Introduction: The renal system manifestations of coronavirus disease-2019 have been documented extensively; however, scientific literature remains scarce regarding collapsing glomerulopathy hence the need for this investigation. Methods: A comprehensive review was conducted covering a timeline from 1 January 2020 to 5 February 2022 without any restrictions. The data extraction was conducted independently, and articles were assessed for the risk of bias. Data analysis was conducted using Comprehensive Meta-Analysis version 3.3.070 and RevMan version 5.4 for pooled proportions and risk ratio (RR) between dialysis-dependent and independent treatment groups with a P-value less than 0.05 considered significant. Results: A total of 38 studies were included in this review, including 74 (65.9%) males. The mean age was 54.2 years old. The most common symptoms reported were related to the respiratory system (59.6%, 95% CI: 50.4–68.2%) and hematuria (34.2%, 95% CI: 26.1–43.4). Antibiotics (25.9%, 95% CI: 12.9–45.3%) was the commonest management used. Proteinuria was the most reported laboratory finding at 89.5% (95% CI: 82.4–93.9%), while the commonest microscopic finding was acute tubular injury (77.2%, 95% CI: 68.6–84.0%).
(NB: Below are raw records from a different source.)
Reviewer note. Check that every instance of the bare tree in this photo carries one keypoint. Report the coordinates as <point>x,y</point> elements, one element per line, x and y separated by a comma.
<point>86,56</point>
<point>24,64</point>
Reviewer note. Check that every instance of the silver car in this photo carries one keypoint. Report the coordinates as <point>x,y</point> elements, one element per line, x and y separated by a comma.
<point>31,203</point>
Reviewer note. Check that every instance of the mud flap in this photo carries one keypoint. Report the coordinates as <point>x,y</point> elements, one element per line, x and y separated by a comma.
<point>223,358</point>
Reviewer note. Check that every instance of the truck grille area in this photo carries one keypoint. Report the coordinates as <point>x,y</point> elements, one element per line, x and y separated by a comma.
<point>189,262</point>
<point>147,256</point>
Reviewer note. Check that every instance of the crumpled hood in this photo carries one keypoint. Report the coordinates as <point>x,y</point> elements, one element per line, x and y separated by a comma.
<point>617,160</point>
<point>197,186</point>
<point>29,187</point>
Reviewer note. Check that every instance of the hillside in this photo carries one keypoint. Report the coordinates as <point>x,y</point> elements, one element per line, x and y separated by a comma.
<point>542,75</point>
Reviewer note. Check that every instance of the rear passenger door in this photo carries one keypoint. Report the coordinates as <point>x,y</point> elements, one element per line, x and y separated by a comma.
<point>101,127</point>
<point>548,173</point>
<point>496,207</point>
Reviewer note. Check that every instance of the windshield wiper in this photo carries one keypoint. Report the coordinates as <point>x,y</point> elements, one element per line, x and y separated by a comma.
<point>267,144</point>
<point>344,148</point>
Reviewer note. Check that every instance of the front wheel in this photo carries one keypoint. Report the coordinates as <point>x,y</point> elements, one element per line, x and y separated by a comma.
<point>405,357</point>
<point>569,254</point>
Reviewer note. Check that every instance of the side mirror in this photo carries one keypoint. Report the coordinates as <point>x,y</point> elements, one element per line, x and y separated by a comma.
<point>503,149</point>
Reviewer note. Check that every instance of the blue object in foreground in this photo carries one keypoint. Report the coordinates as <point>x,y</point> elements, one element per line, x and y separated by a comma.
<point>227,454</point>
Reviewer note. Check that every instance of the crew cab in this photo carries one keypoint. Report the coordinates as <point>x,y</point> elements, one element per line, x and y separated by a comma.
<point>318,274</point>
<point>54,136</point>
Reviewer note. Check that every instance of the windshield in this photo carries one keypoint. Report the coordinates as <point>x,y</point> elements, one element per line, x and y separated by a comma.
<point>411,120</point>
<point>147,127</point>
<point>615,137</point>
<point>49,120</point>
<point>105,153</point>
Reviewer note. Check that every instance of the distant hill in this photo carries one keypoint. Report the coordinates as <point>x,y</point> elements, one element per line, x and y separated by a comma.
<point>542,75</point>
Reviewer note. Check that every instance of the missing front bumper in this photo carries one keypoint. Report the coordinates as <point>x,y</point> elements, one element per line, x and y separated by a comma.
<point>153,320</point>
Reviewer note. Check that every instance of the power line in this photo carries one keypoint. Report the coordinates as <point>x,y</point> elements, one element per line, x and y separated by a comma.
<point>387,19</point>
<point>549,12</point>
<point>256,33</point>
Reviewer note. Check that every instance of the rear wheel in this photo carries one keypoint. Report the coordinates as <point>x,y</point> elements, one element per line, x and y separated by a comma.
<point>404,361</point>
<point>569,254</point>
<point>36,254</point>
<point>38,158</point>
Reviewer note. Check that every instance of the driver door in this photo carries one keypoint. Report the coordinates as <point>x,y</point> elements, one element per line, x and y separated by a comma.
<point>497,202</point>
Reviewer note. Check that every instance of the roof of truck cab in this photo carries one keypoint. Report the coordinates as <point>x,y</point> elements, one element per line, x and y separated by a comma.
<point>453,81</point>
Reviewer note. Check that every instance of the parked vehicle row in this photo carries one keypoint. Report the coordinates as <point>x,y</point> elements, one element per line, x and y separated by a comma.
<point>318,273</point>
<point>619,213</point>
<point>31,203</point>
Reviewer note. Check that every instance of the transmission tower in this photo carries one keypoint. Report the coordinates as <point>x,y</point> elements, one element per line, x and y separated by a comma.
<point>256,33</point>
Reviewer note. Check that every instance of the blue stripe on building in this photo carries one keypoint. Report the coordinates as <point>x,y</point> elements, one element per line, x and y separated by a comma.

An increased risk of the presence of symptoms (P=0.005) and microscopic findings (P=0.0003) related to collapsing glomerulopathy in dialysis-dependent group was noted with increased management (P=0.01) used in this group for coronavirus disease-2019 infection. Conclusion: The findings of this study portray the prognostic value of the variables (symptoms and microscopic findings, etc.) reported in the analysis. Hence this study serves as a foundation for future investigations that minimize the study’s limitations to provide a more robust conclusion.